Formatting a Universal Drive

This tutorial originally started out as a more detailed blog post. It received a lot of traffic from myself and others, but I only referenced the instructions at the very end. Therefore, I decided to pull out the important “how-to” bits and put them here for easier reference.


The following tutorial creates a GUID Partition Table (GPT) with an exFAT partition on a drive so that it can be read and written by all reasonably modern operating systems. The GPT/exFAT combination ensures support of filesystems over 2 TB in size and files over 4 GB in size. See the blog post for more details.



% sudo gdisk /dev/sdX
GPT fdisk (gdisk) version 0.8.8

Partition table scan:
  MBR: not present
  BSD: not present
  APM: not present
  GPT: not present

Creating new GPT entries.

Command (? for help):

First, create a new GPT partition table with o:

Command (? for help): o
This option deletes all partitions and creates a new protective MBR.
Proceed? (Y/N): Y

Now create a partition with n. The defaults will create a new partition that spans the whole drive with the first sector already aligned. Be sure to choose the correct type 0700!

Command (? for help): n
Partition number (1-128, default 1):
First sector (34-16326462, default = 2048) or {+-}size{KMGTP}:
Last sector (2048-16326462, default = 16326462) or {+-}size{KMGTP}:
Current type is 'Linux filesystem'
Hex code or GUID (L to show codes, Enter = 8300): 0700
Changed type of partition to 'Microsoft basic data'

Write the changes to the drive and exit with w:

Command (? for help): w

Final checks complete. About to write GPT data. THIS WILL OVERWRITE EXISTING

Do you want to proceed? (Y/N): Y
OK; writing new GUID partition table (GPT) to /dev/sdX.
Warning: The kernel is still using the old partition table.
The new table will be used at the next reboot.
The operation has completed successfully.
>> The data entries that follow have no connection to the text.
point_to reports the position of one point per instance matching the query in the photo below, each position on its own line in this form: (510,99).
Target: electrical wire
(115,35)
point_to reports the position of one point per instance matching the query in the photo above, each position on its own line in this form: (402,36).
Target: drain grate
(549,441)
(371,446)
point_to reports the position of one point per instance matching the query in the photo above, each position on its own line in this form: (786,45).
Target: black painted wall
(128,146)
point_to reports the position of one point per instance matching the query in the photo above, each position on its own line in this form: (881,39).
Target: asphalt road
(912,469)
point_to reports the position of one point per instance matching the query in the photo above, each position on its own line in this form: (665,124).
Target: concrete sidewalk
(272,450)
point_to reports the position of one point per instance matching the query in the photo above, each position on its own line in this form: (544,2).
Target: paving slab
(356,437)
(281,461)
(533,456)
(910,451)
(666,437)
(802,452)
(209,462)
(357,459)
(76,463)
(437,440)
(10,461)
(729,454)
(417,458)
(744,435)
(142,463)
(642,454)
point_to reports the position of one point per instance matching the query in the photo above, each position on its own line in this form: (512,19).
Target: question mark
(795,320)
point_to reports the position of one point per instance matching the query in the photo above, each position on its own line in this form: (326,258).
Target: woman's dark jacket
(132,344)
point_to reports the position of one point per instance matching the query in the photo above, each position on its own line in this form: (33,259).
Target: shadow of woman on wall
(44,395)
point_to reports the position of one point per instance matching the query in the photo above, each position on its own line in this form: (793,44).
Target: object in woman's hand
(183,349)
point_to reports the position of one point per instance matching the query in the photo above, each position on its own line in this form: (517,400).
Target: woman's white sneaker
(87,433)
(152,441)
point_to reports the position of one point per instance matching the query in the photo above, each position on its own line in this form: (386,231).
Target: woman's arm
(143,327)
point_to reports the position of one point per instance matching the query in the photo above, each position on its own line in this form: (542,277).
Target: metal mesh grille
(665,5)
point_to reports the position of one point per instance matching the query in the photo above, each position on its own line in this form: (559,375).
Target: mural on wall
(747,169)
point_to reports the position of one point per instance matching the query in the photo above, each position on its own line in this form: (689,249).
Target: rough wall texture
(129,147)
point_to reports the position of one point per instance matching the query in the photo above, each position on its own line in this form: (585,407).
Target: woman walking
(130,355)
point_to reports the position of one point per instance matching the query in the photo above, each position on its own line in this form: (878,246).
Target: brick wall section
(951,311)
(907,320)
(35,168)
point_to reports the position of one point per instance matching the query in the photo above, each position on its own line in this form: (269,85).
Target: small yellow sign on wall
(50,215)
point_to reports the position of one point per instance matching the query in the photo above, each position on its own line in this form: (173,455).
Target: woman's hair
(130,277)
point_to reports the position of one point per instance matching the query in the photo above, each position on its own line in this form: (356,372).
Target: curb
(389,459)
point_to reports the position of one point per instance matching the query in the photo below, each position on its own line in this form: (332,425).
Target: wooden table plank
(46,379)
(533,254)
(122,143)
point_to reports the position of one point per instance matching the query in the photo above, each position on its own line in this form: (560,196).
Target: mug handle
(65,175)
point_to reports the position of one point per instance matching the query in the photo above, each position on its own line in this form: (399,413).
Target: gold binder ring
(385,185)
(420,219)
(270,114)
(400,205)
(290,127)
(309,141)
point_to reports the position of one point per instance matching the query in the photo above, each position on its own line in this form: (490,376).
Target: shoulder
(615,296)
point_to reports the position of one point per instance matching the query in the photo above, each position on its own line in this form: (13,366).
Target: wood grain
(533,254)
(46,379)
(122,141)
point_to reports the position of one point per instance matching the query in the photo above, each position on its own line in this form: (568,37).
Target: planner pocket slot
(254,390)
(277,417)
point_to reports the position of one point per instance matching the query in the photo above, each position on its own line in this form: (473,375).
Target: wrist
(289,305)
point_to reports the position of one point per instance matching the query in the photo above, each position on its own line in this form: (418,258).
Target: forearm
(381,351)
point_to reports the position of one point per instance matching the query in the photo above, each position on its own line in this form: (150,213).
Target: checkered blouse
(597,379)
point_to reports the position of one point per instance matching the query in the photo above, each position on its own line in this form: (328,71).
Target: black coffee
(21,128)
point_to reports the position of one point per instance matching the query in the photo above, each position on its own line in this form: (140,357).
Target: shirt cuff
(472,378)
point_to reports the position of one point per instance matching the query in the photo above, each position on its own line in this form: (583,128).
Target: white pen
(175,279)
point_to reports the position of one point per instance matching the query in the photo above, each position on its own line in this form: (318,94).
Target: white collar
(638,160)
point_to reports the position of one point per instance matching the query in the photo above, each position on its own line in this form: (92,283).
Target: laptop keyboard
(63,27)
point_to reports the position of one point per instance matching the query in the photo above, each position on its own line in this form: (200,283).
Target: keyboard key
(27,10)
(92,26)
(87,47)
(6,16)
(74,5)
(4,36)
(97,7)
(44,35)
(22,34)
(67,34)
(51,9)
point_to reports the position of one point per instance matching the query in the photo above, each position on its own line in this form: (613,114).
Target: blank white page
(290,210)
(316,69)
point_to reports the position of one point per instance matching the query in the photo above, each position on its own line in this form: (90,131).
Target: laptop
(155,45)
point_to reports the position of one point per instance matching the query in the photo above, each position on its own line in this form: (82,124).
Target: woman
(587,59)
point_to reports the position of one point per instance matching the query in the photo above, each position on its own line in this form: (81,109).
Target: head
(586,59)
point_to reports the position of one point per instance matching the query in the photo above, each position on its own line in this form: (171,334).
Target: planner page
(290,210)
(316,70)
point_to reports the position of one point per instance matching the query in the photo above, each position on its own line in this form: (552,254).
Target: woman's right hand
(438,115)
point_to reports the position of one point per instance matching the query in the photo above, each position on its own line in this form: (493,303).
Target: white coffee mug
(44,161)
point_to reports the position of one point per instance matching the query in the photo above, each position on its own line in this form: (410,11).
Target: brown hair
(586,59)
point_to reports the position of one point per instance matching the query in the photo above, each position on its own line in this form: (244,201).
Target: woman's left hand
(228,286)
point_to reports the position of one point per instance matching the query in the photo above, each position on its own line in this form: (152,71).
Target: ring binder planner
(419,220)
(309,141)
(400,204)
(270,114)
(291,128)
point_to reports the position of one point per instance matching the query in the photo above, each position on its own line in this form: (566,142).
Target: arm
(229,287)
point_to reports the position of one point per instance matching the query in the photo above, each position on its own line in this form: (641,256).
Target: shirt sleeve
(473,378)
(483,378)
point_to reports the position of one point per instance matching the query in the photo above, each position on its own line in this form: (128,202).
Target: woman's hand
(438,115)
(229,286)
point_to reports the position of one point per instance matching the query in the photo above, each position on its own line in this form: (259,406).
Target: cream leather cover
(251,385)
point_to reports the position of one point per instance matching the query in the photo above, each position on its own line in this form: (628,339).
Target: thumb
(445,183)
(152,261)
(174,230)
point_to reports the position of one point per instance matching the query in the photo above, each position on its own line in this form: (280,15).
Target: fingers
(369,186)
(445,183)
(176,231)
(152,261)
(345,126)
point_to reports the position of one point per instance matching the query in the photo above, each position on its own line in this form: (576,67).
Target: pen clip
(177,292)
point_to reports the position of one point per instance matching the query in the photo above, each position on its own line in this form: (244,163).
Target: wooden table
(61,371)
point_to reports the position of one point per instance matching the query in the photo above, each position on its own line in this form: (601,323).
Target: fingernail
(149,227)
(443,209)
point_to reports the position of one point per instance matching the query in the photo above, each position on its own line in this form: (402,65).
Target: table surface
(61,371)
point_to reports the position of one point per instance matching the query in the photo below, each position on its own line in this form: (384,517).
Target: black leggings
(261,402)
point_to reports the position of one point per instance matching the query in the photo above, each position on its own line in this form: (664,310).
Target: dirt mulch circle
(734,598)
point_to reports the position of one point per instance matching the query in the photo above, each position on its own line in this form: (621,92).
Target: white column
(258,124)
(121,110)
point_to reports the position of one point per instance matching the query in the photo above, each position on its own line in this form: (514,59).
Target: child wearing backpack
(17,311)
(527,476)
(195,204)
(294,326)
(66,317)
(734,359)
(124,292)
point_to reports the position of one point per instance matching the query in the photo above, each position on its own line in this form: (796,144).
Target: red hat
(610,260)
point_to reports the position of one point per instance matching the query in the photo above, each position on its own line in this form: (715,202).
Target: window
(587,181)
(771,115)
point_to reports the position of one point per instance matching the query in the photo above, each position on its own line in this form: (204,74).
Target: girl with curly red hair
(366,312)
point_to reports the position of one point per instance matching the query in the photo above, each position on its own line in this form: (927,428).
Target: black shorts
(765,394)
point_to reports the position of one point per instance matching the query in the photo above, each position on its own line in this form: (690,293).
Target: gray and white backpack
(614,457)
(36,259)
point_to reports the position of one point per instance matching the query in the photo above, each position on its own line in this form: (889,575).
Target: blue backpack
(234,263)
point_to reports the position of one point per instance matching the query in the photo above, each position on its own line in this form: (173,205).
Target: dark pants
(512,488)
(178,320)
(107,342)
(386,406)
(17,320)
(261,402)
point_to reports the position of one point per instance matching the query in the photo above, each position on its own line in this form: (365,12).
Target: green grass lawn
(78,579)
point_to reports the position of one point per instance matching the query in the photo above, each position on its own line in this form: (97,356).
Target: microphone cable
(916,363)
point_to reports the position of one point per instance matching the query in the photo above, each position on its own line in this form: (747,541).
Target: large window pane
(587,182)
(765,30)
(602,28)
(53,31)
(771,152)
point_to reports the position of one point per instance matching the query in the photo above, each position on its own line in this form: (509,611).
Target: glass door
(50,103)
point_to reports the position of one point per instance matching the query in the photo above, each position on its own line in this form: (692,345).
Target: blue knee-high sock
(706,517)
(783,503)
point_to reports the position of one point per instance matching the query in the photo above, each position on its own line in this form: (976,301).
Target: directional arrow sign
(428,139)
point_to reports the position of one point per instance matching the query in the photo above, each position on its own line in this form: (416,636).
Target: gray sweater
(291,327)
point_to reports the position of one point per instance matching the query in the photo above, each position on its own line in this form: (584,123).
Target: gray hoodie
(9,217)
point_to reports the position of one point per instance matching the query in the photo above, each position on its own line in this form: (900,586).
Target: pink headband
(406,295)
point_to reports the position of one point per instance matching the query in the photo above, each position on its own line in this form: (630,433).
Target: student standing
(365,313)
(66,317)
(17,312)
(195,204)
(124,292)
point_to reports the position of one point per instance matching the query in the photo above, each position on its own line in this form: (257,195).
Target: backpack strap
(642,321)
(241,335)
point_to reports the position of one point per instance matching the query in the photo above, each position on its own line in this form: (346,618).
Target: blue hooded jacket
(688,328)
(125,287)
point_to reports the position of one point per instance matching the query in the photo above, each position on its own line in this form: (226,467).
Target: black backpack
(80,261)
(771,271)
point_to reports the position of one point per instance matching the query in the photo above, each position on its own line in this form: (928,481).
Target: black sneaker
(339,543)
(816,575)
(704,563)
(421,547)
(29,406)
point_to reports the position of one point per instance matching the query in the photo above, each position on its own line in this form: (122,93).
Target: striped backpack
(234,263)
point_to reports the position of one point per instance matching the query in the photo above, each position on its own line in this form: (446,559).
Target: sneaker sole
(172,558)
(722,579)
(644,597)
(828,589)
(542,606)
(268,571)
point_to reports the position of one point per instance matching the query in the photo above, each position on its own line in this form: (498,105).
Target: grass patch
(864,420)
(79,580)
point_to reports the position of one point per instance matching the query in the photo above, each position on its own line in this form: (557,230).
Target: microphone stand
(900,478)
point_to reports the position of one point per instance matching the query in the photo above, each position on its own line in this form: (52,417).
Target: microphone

Finally, format our new partition with the exFAT filesystem.

If these values should change in future versions of mkfs.exfat, be sure to keep the cluster size not larger than 1024 KB (128 KB or 256 KB recommended) for compatibility with macOS.

Please refer to the manual (man mkfs.exfat) for more details.

% sudo mkfs.exfat /dev/sdX1
mkexfatfs 1.0.1
Creating... done.
Flushing... done.
File system created successfully.

The drive should now be readable and writable on Linux (via FUSE), macOS, and Windows.